Ia menyebut program tersebut tidak berjalan sendiri, melainkan menjadi bagian penting dari ekosistem pertanian nasional yang menghubungkan hasil produksi petani dengan kebutuhan konsumsi masyarakat secara langsung.
“MBG jangan dipandang berdiri sendiri. Ini poin penting. Program MBG menjadi offtaker bagi 165 juta petani Indonesia,” ujar Amran usai mengikuti diskusi bersama sejumlah Badan Eksekutif Mahasiswa (BEM) dari berbagai perguruan tinggi di Jakarta, Rabu.
Menurutnya, program unggulan Presiden Prabowo Subianto tersebut memberikan kepastian pasar bagi para petani, sehingga hasil panen dapat terserap secara optimal tanpa kekhawatiran terjadinya surplus pasokan yang dapat menekan harga di tingkat produsen.
Selain meningkatkan penyerapan hasil pertanian, program tersebut juga dinilai mampu menggerakkan perekonomian desa karena proses produksi, distribusi, hingga konsumsi berlangsung secara terintegrasi dalam satu rantai ekonomi.
Andi Amran Sulaiman menyebut dampak positif itu turut mendorong pertumbuhan sektor pertanian dan peternakan yang mengalami peningkatan seiring bertambahnya permintaan dari program pemerintah tersebut.
Ia menambahkan, manfaat program tidak hanya dirasakan para petani, tetapi juga generasi muda yang memperoleh asupan gizi lebih baik sehingga diharapkan tumbuh menjadi generasi yang sehat, cerdas, dan produktif pada masa mendatang.

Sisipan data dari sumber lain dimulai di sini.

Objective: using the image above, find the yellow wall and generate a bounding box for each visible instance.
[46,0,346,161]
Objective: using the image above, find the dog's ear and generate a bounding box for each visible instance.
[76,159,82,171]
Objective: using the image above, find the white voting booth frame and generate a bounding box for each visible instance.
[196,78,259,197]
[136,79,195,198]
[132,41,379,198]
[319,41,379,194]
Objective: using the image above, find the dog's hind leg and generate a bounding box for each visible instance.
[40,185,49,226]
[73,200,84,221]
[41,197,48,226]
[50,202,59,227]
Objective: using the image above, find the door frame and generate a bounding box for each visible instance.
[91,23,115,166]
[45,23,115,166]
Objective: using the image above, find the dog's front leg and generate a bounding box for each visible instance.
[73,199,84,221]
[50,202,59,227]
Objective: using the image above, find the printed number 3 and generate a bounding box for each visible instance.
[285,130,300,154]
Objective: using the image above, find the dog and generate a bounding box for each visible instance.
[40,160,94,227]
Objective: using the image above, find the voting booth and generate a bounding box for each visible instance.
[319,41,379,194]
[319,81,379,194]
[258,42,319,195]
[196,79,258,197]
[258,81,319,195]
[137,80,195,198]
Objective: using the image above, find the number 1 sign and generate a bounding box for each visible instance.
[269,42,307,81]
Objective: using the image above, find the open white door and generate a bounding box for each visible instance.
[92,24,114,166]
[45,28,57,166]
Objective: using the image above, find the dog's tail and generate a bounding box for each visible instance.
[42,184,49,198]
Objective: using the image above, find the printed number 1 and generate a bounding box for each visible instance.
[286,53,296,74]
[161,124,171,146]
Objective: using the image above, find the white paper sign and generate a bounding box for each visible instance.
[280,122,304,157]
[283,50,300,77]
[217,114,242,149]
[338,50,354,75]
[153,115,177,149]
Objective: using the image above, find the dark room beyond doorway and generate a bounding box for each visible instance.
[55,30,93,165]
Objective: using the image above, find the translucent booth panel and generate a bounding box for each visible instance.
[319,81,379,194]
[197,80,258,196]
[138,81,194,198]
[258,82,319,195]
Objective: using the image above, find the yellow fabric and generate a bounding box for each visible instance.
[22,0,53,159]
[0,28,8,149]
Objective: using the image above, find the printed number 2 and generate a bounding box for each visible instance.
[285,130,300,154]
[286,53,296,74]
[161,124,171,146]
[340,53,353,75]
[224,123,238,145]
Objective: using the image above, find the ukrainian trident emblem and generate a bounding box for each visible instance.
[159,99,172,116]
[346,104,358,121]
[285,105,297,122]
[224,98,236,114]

Menurutnya, program Makan Bergizi Gratis (MBG) menyasar berbagai kelompok penerima manfaat, mulai dari anak sekolah hingga ibu hamil, sebagai bagian dari upaya menciptakan sumber daya manusia yang unggul dan berdaya saing.
“Itu nantinya akan membuat anak-anak kita menjadi lebih cerdas karena mendapatkan asupan gizi yang cukup. Selain itu, perekonomian desa juga ikut bergerak, pasar menjadi hidup, dan manfaatnya langsung dirasakan masyarakat,” ujar Andi Amran Sulaiman.
Ia juga menegaskan bahwa pelaksanaan program tersebut tidak berkaitan dengan kepentingan politik, melainkan murni ditujukan untuk meningkatkan kesejahteraan masyarakat sekaligus mempersiapkan generasi penerus bangsa yang lebih kuat.
Menurutnya, program Makan Bergizi Gratis (MBG) diberikan kepada anak sekolah hingga anak dalam kandungan melalui ibu hamil, sehingga tidak ada kaitannya dengan agenda politik seperti Pemilu 2029. Ia menilai program tersebut benar-benar bertujuan membentuk generasi muda Indonesia yang lebih tangguh dan cerdas di masa depan.